Te ne stai lì, in un cantuccio della mia scrivania, chiuso, composto, con un’aria innocente che nulla fa presagire della tua vulcanica effervescenza. L’elegante copertina continua ad attrarre il mio sguardo, con la stessa malia con cui, per tre giorni, i caratteri impressi nelle 276 pagine hanno catturato i miei occhi e la mia mente. Quando si legge un libro non bisogna rincorrere nessun record di velocità. Anzi, il prodotto va degustato col metodo slow, per non farsi sfuggire alcun aroma e sapore. Ogni parola va gustata e masticata con cura, solo così si riesce ad apprezzare il più totalizzante appagamento del manicaretto letterario. Quello che ho da poco finito di sbocconcellare non è il solito romanzo, è qualcosa di più e di diverso. Un novel-diario-racconto lunghissimo-metaromanzo originale, tutto giocato sull’intreccio armonico di varie storie legate dal filo rosso della narrazione diretta formulata con l’incisiva tecnica dell’io narrante. Chi scrive è un «congegnatore» di libri di consumata perizia, abile nell’impiantare la struttura generale del racconto articolato in trenta capitoli dai titoli brevi e significativi, a volte introdotti da epigrafi riportanti versi di celebri song in lingua inglese. L’intreccio delle storie, tutte avvincenti, e la peculiare cifra stilistica improntata sulla leggerezza, sullo humour  e sulla vena ironica del Nostro, rendono la lettura di questo libro assai fluida e piacevole. La storia ha il ritmo giusto e i dialoghi sono tutti ben costruiti e agili. Ho trovato i personaggi che sfilano sulla passerella degli eventi tutti ottimamente tratteggiati, come ispirati da persone reali più che scaturenti da un processo d’invenzione fantastica. Deliziose le citazioni d’autore, colti i rimandi e gli echi letterari, segno inequivocabile che l’autore, lungi dall’essere un naif, ha una solida cultura di base e un’evidente frequentazione con saggi e romanzi del panorama internazionale.
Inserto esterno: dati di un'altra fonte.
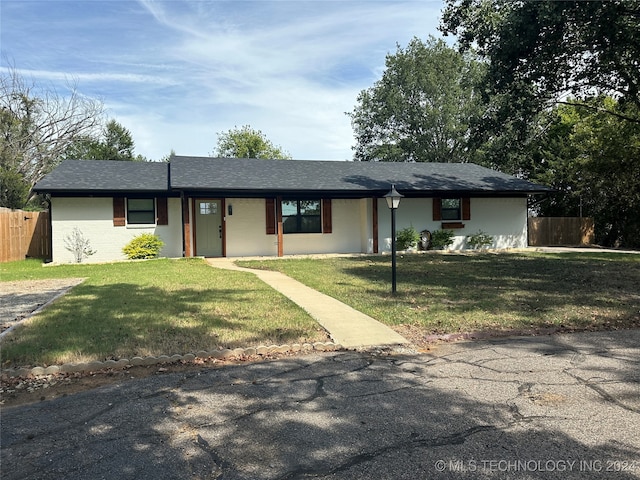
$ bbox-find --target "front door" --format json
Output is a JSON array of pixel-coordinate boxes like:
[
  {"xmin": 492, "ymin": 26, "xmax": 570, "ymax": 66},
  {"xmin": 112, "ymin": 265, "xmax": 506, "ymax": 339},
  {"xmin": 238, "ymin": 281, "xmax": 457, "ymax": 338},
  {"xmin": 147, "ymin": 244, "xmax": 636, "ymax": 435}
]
[{"xmin": 195, "ymin": 199, "xmax": 224, "ymax": 257}]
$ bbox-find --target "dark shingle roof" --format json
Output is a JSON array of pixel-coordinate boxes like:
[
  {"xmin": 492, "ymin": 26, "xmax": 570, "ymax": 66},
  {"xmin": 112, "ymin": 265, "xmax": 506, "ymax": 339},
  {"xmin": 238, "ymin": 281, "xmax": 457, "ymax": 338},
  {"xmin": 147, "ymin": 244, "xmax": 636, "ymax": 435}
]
[
  {"xmin": 34, "ymin": 156, "xmax": 551, "ymax": 198},
  {"xmin": 171, "ymin": 156, "xmax": 551, "ymax": 196},
  {"xmin": 34, "ymin": 160, "xmax": 169, "ymax": 193}
]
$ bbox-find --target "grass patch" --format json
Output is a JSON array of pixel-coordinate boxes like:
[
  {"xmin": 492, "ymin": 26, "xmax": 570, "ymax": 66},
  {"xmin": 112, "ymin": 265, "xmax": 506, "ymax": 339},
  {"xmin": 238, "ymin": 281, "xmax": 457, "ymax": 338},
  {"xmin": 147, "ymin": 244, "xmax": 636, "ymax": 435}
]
[
  {"xmin": 0, "ymin": 259, "xmax": 327, "ymax": 367},
  {"xmin": 241, "ymin": 252, "xmax": 640, "ymax": 334}
]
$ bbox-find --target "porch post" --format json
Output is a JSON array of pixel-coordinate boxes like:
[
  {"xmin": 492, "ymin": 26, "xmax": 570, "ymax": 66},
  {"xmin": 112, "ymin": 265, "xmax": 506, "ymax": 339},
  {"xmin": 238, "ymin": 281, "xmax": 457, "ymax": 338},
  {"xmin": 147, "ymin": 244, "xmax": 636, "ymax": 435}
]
[
  {"xmin": 276, "ymin": 197, "xmax": 284, "ymax": 257},
  {"xmin": 181, "ymin": 193, "xmax": 191, "ymax": 257},
  {"xmin": 371, "ymin": 198, "xmax": 378, "ymax": 253}
]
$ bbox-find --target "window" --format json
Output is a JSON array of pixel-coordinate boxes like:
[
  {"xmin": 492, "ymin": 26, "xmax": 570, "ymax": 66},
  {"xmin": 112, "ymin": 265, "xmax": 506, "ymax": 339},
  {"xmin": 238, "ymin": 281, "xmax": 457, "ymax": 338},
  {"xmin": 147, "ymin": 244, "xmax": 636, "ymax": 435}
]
[
  {"xmin": 200, "ymin": 202, "xmax": 218, "ymax": 215},
  {"xmin": 442, "ymin": 198, "xmax": 462, "ymax": 220},
  {"xmin": 282, "ymin": 200, "xmax": 322, "ymax": 233},
  {"xmin": 127, "ymin": 198, "xmax": 156, "ymax": 224}
]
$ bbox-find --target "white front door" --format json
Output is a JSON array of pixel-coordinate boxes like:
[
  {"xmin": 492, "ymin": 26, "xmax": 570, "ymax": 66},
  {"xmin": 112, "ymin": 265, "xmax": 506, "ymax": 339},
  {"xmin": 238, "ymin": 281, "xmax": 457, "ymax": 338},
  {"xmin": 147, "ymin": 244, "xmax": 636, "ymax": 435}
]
[{"xmin": 195, "ymin": 199, "xmax": 224, "ymax": 257}]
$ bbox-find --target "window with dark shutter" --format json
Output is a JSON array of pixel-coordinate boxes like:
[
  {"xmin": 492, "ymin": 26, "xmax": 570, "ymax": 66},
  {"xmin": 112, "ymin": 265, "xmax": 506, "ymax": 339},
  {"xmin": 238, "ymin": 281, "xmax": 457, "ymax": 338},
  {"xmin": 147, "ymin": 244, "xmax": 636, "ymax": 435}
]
[
  {"xmin": 113, "ymin": 197, "xmax": 127, "ymax": 227},
  {"xmin": 322, "ymin": 198, "xmax": 332, "ymax": 233},
  {"xmin": 264, "ymin": 198, "xmax": 276, "ymax": 235},
  {"xmin": 462, "ymin": 197, "xmax": 471, "ymax": 220},
  {"xmin": 127, "ymin": 198, "xmax": 156, "ymax": 225},
  {"xmin": 433, "ymin": 198, "xmax": 442, "ymax": 221},
  {"xmin": 156, "ymin": 197, "xmax": 169, "ymax": 225}
]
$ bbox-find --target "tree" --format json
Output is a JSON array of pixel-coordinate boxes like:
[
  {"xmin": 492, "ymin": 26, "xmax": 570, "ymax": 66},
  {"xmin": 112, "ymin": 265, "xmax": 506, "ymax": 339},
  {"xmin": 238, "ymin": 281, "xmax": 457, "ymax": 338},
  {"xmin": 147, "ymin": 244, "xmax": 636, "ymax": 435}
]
[
  {"xmin": 349, "ymin": 37, "xmax": 484, "ymax": 162},
  {"xmin": 530, "ymin": 97, "xmax": 640, "ymax": 247},
  {"xmin": 0, "ymin": 66, "xmax": 103, "ymax": 208},
  {"xmin": 213, "ymin": 125, "xmax": 291, "ymax": 160},
  {"xmin": 65, "ymin": 120, "xmax": 145, "ymax": 161},
  {"xmin": 440, "ymin": 0, "xmax": 640, "ymax": 122}
]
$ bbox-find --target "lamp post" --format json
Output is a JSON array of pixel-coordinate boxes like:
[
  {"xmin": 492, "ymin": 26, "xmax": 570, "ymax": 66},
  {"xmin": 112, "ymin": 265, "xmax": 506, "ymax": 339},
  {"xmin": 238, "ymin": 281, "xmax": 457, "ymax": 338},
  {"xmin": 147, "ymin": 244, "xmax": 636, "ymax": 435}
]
[{"xmin": 384, "ymin": 184, "xmax": 404, "ymax": 294}]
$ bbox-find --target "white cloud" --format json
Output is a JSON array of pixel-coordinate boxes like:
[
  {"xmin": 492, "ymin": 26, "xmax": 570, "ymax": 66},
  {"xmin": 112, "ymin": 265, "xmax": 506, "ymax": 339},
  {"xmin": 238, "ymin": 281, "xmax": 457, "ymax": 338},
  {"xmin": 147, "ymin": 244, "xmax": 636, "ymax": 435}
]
[{"xmin": 2, "ymin": 0, "xmax": 442, "ymax": 160}]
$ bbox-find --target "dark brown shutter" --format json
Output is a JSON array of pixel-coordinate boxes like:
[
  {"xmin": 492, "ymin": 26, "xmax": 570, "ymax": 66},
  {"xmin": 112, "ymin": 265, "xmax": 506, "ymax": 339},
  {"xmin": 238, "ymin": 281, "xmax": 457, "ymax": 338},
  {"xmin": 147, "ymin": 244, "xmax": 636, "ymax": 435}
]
[
  {"xmin": 113, "ymin": 197, "xmax": 127, "ymax": 227},
  {"xmin": 264, "ymin": 198, "xmax": 276, "ymax": 235},
  {"xmin": 322, "ymin": 198, "xmax": 331, "ymax": 233},
  {"xmin": 462, "ymin": 197, "xmax": 471, "ymax": 220},
  {"xmin": 156, "ymin": 197, "xmax": 169, "ymax": 225},
  {"xmin": 433, "ymin": 198, "xmax": 442, "ymax": 221}
]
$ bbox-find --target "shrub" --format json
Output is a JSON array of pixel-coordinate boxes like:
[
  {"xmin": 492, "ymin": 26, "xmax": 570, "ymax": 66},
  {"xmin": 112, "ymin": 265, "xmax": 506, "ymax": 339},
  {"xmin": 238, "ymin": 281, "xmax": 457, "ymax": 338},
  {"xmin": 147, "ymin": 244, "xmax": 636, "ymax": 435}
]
[
  {"xmin": 64, "ymin": 227, "xmax": 96, "ymax": 263},
  {"xmin": 122, "ymin": 233, "xmax": 164, "ymax": 260},
  {"xmin": 467, "ymin": 230, "xmax": 493, "ymax": 250},
  {"xmin": 431, "ymin": 230, "xmax": 455, "ymax": 250},
  {"xmin": 396, "ymin": 225, "xmax": 420, "ymax": 250}
]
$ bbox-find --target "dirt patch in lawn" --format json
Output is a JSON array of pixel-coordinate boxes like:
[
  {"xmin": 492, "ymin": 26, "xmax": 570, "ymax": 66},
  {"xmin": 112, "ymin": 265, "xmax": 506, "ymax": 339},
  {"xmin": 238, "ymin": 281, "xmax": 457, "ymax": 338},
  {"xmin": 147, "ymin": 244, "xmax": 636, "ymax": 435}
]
[{"xmin": 0, "ymin": 278, "xmax": 84, "ymax": 334}]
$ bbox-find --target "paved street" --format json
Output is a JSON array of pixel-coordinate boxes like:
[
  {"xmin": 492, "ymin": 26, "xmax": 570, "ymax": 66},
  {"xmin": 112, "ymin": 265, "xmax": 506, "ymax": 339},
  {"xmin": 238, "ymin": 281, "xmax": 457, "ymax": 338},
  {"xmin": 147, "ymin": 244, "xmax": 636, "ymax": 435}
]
[{"xmin": 1, "ymin": 330, "xmax": 640, "ymax": 480}]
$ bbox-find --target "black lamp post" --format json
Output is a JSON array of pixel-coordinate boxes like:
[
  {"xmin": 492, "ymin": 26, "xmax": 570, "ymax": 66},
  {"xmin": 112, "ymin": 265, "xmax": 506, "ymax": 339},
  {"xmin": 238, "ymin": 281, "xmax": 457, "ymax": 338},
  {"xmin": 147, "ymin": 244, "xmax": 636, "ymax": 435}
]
[{"xmin": 384, "ymin": 184, "xmax": 404, "ymax": 293}]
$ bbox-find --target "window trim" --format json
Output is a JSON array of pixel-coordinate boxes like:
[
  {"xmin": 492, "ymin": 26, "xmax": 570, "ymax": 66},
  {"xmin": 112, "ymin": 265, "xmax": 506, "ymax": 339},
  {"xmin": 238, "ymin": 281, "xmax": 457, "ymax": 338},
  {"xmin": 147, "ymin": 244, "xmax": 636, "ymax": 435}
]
[
  {"xmin": 281, "ymin": 198, "xmax": 322, "ymax": 235},
  {"xmin": 125, "ymin": 197, "xmax": 157, "ymax": 226},
  {"xmin": 440, "ymin": 197, "xmax": 462, "ymax": 222}
]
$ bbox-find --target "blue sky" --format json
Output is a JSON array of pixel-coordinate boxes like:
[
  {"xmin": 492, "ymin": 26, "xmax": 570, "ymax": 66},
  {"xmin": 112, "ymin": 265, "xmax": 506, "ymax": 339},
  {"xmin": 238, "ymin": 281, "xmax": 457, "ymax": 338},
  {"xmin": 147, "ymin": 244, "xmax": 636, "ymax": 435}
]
[{"xmin": 0, "ymin": 0, "xmax": 443, "ymax": 160}]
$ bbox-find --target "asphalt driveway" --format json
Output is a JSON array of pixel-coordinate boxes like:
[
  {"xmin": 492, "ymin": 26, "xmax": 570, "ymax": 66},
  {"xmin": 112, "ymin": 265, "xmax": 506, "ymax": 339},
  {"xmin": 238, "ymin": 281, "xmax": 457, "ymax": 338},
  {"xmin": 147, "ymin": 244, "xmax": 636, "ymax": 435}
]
[{"xmin": 1, "ymin": 330, "xmax": 640, "ymax": 480}]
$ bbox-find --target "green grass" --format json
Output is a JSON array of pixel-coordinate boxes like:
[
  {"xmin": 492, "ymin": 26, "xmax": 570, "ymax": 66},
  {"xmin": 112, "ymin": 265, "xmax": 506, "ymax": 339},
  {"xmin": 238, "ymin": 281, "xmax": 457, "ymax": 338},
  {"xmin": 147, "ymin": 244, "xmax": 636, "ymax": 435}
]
[
  {"xmin": 0, "ymin": 259, "xmax": 327, "ymax": 367},
  {"xmin": 241, "ymin": 253, "xmax": 640, "ymax": 334}
]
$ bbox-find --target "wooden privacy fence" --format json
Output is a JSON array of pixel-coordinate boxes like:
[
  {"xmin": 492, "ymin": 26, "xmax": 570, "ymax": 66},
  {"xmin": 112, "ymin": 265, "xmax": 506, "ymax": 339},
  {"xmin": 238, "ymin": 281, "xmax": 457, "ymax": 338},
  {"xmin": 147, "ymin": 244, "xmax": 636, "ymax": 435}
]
[
  {"xmin": 0, "ymin": 208, "xmax": 51, "ymax": 262},
  {"xmin": 529, "ymin": 217, "xmax": 594, "ymax": 247}
]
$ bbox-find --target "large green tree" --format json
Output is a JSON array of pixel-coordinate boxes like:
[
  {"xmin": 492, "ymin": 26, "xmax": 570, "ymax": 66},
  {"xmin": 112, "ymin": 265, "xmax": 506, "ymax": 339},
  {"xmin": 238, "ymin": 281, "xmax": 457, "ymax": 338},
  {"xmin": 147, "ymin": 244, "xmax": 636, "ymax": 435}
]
[
  {"xmin": 440, "ymin": 0, "xmax": 640, "ymax": 121},
  {"xmin": 0, "ymin": 69, "xmax": 103, "ymax": 208},
  {"xmin": 213, "ymin": 125, "xmax": 291, "ymax": 160},
  {"xmin": 349, "ymin": 37, "xmax": 484, "ymax": 162},
  {"xmin": 529, "ymin": 97, "xmax": 640, "ymax": 247}
]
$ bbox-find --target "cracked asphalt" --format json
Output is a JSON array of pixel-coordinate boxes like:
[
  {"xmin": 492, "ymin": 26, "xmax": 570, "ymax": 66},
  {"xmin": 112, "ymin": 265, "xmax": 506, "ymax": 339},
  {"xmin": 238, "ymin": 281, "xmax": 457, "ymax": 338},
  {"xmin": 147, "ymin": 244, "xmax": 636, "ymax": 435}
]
[{"xmin": 1, "ymin": 330, "xmax": 640, "ymax": 480}]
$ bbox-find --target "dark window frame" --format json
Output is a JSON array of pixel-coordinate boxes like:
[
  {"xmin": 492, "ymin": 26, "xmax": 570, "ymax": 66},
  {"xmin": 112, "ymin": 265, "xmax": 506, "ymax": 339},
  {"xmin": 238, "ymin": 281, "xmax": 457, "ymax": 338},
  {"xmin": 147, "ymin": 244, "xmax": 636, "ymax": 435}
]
[
  {"xmin": 282, "ymin": 199, "xmax": 322, "ymax": 235},
  {"xmin": 127, "ymin": 197, "xmax": 156, "ymax": 225},
  {"xmin": 440, "ymin": 198, "xmax": 462, "ymax": 221}
]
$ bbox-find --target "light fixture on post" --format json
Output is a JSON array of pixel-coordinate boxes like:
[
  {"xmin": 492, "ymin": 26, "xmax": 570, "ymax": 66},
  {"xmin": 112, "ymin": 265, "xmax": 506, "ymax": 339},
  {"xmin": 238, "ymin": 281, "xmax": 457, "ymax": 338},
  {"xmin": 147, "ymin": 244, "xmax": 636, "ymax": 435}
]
[{"xmin": 384, "ymin": 184, "xmax": 404, "ymax": 293}]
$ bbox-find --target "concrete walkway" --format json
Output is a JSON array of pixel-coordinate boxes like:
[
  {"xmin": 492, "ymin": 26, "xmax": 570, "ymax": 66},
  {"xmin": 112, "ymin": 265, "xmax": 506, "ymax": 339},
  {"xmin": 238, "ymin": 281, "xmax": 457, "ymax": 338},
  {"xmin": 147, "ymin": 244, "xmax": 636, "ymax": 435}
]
[{"xmin": 207, "ymin": 258, "xmax": 409, "ymax": 348}]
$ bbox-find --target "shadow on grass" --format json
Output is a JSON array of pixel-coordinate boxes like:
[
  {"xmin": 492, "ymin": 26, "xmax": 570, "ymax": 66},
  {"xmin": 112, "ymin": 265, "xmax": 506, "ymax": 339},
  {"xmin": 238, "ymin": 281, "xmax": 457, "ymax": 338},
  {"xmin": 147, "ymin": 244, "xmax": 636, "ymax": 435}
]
[
  {"xmin": 316, "ymin": 254, "xmax": 640, "ymax": 329},
  {"xmin": 2, "ymin": 283, "xmax": 315, "ymax": 366}
]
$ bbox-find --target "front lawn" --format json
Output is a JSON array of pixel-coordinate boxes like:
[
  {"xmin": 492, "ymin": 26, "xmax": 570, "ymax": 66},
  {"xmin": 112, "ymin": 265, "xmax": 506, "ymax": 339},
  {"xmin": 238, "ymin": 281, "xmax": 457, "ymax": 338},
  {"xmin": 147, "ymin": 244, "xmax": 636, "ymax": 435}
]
[
  {"xmin": 240, "ymin": 252, "xmax": 640, "ymax": 335},
  {"xmin": 0, "ymin": 259, "xmax": 327, "ymax": 367}
]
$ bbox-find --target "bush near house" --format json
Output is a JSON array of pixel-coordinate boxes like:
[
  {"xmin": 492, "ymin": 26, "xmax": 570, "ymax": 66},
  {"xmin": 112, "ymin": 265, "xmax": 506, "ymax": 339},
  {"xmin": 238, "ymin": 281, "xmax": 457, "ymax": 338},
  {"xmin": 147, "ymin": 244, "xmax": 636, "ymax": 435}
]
[
  {"xmin": 429, "ymin": 230, "xmax": 455, "ymax": 250},
  {"xmin": 467, "ymin": 230, "xmax": 493, "ymax": 250},
  {"xmin": 122, "ymin": 233, "xmax": 164, "ymax": 260}
]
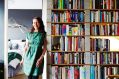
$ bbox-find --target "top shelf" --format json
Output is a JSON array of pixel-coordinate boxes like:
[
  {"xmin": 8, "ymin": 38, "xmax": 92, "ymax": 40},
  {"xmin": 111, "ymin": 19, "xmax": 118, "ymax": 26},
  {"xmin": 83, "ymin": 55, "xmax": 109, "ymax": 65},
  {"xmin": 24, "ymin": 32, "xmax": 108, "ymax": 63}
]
[{"xmin": 48, "ymin": 9, "xmax": 119, "ymax": 11}]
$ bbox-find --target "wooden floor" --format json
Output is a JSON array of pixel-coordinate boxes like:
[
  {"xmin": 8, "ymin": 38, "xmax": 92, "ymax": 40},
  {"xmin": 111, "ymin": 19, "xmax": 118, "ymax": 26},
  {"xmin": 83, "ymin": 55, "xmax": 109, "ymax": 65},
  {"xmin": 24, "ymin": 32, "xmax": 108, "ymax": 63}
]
[{"xmin": 8, "ymin": 74, "xmax": 27, "ymax": 79}]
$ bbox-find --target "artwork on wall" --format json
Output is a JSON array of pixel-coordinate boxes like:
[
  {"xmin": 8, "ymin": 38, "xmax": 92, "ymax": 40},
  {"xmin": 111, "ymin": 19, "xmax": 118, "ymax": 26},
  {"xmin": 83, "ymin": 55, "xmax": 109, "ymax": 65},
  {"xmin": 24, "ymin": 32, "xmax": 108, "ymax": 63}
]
[
  {"xmin": 8, "ymin": 9, "xmax": 42, "ymax": 39},
  {"xmin": 8, "ymin": 9, "xmax": 42, "ymax": 77}
]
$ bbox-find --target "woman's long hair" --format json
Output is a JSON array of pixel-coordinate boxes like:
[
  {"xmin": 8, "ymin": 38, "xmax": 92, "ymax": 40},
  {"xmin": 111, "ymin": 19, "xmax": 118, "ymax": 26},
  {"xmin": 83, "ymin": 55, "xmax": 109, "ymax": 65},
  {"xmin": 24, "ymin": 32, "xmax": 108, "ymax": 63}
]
[{"xmin": 31, "ymin": 17, "xmax": 46, "ymax": 33}]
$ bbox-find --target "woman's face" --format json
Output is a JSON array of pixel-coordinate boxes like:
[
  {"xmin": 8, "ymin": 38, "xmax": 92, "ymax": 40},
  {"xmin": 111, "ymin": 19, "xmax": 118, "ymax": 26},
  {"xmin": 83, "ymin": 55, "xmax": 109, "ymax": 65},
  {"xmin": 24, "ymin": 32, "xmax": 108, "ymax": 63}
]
[{"xmin": 32, "ymin": 19, "xmax": 40, "ymax": 30}]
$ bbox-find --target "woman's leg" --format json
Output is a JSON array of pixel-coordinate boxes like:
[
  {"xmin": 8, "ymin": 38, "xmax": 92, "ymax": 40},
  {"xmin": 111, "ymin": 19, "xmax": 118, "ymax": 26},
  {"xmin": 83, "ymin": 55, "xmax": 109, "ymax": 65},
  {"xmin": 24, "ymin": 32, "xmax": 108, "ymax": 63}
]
[{"xmin": 28, "ymin": 76, "xmax": 32, "ymax": 79}]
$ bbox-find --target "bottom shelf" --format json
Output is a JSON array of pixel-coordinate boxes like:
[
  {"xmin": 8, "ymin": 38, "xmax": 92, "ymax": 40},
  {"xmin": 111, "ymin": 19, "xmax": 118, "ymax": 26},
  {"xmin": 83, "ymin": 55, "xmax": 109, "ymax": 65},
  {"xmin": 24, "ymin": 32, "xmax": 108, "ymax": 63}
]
[{"xmin": 108, "ymin": 75, "xmax": 119, "ymax": 78}]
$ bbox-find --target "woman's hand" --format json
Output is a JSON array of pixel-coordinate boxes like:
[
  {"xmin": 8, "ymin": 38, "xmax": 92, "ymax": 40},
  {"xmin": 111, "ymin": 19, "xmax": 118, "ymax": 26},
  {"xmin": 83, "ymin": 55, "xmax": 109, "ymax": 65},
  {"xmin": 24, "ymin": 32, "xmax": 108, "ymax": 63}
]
[
  {"xmin": 36, "ymin": 58, "xmax": 42, "ymax": 67},
  {"xmin": 20, "ymin": 59, "xmax": 24, "ymax": 65}
]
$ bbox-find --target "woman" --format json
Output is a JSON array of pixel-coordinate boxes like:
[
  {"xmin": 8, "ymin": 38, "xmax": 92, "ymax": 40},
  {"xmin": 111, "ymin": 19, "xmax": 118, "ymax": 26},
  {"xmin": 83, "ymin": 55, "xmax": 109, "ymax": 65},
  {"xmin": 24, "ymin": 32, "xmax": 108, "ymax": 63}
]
[{"xmin": 21, "ymin": 17, "xmax": 47, "ymax": 79}]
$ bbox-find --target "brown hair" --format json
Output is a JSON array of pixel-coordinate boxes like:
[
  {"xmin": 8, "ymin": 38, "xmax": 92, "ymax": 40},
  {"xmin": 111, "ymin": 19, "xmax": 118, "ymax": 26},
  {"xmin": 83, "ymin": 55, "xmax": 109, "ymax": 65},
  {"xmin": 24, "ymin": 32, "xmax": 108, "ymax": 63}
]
[{"xmin": 31, "ymin": 17, "xmax": 46, "ymax": 33}]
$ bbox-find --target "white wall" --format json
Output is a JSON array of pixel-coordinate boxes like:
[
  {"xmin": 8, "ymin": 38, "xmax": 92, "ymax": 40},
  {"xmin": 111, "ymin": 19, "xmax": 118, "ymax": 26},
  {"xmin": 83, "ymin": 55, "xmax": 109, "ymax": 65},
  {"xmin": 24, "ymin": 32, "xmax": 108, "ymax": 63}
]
[
  {"xmin": 8, "ymin": 0, "xmax": 47, "ymax": 79},
  {"xmin": 8, "ymin": 0, "xmax": 42, "ymax": 9}
]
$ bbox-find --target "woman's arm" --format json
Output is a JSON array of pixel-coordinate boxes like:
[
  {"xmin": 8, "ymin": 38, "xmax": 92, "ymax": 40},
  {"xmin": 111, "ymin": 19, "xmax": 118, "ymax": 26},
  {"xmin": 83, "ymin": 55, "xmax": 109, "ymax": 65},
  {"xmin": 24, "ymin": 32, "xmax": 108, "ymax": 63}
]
[
  {"xmin": 20, "ymin": 40, "xmax": 29, "ymax": 64},
  {"xmin": 36, "ymin": 39, "xmax": 47, "ymax": 67}
]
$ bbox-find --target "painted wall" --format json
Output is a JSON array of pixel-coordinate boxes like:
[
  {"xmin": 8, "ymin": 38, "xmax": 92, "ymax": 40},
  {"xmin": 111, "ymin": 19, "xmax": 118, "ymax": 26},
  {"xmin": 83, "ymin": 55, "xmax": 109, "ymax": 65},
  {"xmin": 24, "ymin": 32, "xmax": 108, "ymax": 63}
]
[
  {"xmin": 0, "ymin": 0, "xmax": 4, "ymax": 60},
  {"xmin": 8, "ymin": 0, "xmax": 42, "ymax": 9},
  {"xmin": 8, "ymin": 9, "xmax": 42, "ymax": 40}
]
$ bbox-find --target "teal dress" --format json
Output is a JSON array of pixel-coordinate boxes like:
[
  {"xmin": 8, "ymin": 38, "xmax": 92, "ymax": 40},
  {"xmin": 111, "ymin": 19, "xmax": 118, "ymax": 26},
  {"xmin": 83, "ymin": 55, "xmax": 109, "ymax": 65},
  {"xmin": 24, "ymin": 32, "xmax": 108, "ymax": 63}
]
[{"xmin": 23, "ymin": 32, "xmax": 45, "ymax": 76}]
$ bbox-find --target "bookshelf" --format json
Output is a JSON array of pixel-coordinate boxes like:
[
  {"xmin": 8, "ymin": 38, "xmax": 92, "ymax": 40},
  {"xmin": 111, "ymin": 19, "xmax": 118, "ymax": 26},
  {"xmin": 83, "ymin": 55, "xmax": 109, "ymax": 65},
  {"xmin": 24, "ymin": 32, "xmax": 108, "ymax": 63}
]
[{"xmin": 47, "ymin": 0, "xmax": 119, "ymax": 79}]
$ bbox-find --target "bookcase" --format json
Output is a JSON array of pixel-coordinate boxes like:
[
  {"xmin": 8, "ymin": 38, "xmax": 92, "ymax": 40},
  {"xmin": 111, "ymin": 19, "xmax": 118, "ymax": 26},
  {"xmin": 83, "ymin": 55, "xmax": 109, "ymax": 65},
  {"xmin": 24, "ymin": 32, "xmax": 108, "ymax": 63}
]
[{"xmin": 47, "ymin": 0, "xmax": 119, "ymax": 79}]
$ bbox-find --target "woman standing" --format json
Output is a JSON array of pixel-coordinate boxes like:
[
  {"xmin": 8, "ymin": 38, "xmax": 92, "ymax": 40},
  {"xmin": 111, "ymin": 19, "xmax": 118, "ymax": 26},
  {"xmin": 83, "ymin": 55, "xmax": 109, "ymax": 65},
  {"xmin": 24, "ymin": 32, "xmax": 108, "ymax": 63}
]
[{"xmin": 21, "ymin": 17, "xmax": 47, "ymax": 79}]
L’amore per  letteratura ispanica e ispanoamericana viene subito a galla, considerato che molti dei personaggi di questa storia si chiamano Manuel, Isabel, Juan … E del resto lo stesso autore si chiama Diego, non Giuseppe o Michele. Insomma, noi siamo quello che leggiamo, ciò che sappiamo, ciò che abbiamo serbato nel nostro scrigno prezioso zeppo di varie emozioni e memorie. L’io narrante è quello di Diego, figura emblematica, tipo sornione praticante l’understatement, ma che, quando ci vuole, mostra carattere, perché non è affatto un «buonista» (un capitoletto si intitola appunto «Ma quale buonista»), è solo una persona garbata che, quando deve bacchettare qualcuno (Gigi D’Alessio, il giornalista televisivo brillante nell’eloquio ma «ciuccio» nello  scrivere, o i tanti aspiranti scrittori della domenica), ricorre sempre all’umorismo più raffinato, al gioco sottile dell’ironia e dell’autoironia. Diego (si noti che è il vero nome di Zorro e di Maradona) è anch’egli a suo modo un fuoriclasse: da uomo è un beato tra le donne, da editor e correttore di bozze è un vero Torquemada in guanti gialli: con suo pennarello rosso trancia e abbatte termini desueti, cacofonie, ineleganze,  virgole «in libera uscita» e puntini di sospensione a volte incongrui come peli superflui (per questo ultimo peccato, persino il fu Saramago incorrerebbe nelle sue censure). Da tutto questo ho tratto una lezione di vita: se nutrivo una qualche latente ambizione a scrivere un romanzo, ora, dopo aver registrato a quante insidie sputtanatorie è esposto l’aspirante scrittore, mi è passata ogni velleità … Ah, dimenticavo, Diego è Michele Bombacigno e il suo riuscitissimo romanzo si intitola «L’aggiustatore di libri» (Les Flaneurs Edizioni). Per me un vero fenomeno editoriale, e mi cruccio di averlo scoperto con diciotto mesi di ritardo. Ma, come diceva il maestro Manzi, «Non è mai troppo tardi!» (e anche questa è una frase citata nel libro).